The position of the Government of Pakistan is quite clear. It does not consent to the use of drones by the United States on its territory and it considers this to be a violation of Pakistan's sovereignty and territorial integrity. As a matter of international law the US drone campaign in Pakistan is therefore being conducted without the consent of the elected representatives of the people, or the legitimate Government of the State. It involves the use of force on the territory of another State without its consent and is therefore a violation of Pakistan's sovereignty. Pakistan has also been quite clear that it considers the drone campaign to be counter-productive and to be radicalising a whole new generation, and thereby perpetuating the problem of terrorism in the region. Pakistan has called on the US to cease its campaign immediately.
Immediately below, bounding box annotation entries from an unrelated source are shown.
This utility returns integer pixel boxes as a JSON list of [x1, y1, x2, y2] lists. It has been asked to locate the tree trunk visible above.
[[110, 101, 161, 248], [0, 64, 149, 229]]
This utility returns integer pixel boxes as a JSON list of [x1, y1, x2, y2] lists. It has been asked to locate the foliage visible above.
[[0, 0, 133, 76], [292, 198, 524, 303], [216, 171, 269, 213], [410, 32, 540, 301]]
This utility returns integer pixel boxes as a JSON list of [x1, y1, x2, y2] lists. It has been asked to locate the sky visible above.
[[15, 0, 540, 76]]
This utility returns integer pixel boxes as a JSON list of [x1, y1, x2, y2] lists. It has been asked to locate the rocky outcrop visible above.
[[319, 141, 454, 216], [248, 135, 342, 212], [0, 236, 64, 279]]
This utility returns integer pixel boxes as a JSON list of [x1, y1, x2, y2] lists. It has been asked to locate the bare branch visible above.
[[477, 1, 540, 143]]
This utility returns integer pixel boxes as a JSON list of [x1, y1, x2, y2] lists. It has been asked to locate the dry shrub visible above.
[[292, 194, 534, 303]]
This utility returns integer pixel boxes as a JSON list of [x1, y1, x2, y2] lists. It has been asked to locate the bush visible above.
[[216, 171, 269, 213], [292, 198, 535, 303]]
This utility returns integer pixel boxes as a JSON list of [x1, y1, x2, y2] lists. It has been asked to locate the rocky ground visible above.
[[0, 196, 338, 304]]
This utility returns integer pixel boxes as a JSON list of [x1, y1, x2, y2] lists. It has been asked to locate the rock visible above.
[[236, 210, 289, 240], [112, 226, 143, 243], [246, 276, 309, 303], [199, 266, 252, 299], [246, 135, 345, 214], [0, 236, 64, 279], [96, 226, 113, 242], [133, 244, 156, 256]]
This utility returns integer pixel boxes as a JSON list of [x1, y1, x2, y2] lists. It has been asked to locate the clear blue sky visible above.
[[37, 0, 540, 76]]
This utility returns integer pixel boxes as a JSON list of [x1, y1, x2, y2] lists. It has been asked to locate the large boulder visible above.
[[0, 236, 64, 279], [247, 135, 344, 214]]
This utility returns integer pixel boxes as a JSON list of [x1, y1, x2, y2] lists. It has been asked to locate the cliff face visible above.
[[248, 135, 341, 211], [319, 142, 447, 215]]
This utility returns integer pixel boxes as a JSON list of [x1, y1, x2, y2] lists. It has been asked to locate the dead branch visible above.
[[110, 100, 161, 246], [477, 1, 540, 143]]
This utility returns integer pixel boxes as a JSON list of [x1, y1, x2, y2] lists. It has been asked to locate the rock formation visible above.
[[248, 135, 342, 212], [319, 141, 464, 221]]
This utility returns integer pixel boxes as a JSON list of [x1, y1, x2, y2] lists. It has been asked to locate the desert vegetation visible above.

In a direct challenge to the suggested legal justification for these strikes, the Government of Pakistan has also made it quite clear during these discussions that any suggestion that it is "unwilling or unable" to combat terrorism on its own territory is not only wrong, but is an affront to the many Pakistani victims of terrorism who have lost their lives. Based on its direct knowledge of local conditions, Pakistan aims to a sustainable counter-terrorism strategy that involves dialogue and development in this complex region and that tackles not only the manifestations of terrorism but also its root causes. The people of Pakistan need to be given room to develop this strategy. The Pashtun tribes of the FATA area have suffered enormously under the drone campaign. These proud and independent people have been self-governing for generations, and have a rich tribal history that has been too little understood in the West. Their tribal structures have been broken down by the military campaign in FATA and by the use of drones in particular. It is time for the international community to heed the concerns of Pakistan, and give the next democratically elected government of Pakistan the space, support and assistance it needs to deliver a lasting peace on its own territory without forcible military interference by other States.